The policy recognizes gains and losses in the year they are incurred, rather than amortizing them over time. Under the new method, annual adjustments will be made to reflect actual return on pension plan assets, changes in discount rates, and differences from other actuarial assumptions.
“Our decision to adopt this new accounting policy will make our financial reporting easier to understand and more transparent,” said Fran Shammo, Verizon executive vice president and chief financial officer, in a press release.
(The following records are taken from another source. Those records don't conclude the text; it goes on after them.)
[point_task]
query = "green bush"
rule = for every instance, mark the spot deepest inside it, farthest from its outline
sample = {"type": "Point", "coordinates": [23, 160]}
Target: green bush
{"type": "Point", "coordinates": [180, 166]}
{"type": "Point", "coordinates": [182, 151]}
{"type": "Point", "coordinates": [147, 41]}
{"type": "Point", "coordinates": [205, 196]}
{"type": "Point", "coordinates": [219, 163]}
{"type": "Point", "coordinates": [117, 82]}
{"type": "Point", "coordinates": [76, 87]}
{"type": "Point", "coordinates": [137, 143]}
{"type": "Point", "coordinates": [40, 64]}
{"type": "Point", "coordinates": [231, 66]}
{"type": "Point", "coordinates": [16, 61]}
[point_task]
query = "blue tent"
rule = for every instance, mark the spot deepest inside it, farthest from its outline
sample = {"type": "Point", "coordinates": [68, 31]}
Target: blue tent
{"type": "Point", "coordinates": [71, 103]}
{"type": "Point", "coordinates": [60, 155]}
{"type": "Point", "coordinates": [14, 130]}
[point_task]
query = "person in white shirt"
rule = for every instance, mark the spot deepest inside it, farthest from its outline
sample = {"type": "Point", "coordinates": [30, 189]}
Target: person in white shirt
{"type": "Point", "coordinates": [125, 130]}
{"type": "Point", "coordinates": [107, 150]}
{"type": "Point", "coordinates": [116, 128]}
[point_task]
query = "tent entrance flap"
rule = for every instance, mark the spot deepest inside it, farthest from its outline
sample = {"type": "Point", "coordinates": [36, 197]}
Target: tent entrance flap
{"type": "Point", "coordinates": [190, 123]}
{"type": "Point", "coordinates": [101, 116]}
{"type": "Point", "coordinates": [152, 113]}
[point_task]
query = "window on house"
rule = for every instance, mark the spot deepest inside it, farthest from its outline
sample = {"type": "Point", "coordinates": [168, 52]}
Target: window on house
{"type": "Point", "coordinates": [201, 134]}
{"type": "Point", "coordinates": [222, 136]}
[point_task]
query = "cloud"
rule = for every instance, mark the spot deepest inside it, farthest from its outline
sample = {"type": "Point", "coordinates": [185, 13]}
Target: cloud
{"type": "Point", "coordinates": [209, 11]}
Verizon will report fourth-quarter and full-year 2010 results on January 25, and the company said that the impact of this accounting change will result in cumulative pre-tax charges of $600 million for full-year 2010. This is due primarily to a lower discount rate, partially offset by a return on assets that was higher than expected, and favorable health care trends and other costs.
According to the press release, the company lowered its assumed discount rate, which was 6.25% at the end of 2009, to 5.75% for purposes of determining its pension and OPEB liability. This change increased the liability by $2.9 billion in 2010.
The estimated return on pension assets in 2010 was approximately 14%, compared with an assumption of 8.5%, resulting in an actuarial gain of approximately $1 billion. The company said it has lowered its return on pension assets assumption from 8.5% to 8% for 2011.
Health care and other retiree benefit costs were favorable compared to assumptions, resulting in a $1.3 billion reduction in liabilities.The Verizon announcement comes on the heels of a similar announcement by AT&T (see AT&T Changes Benefit Accounting Procedures).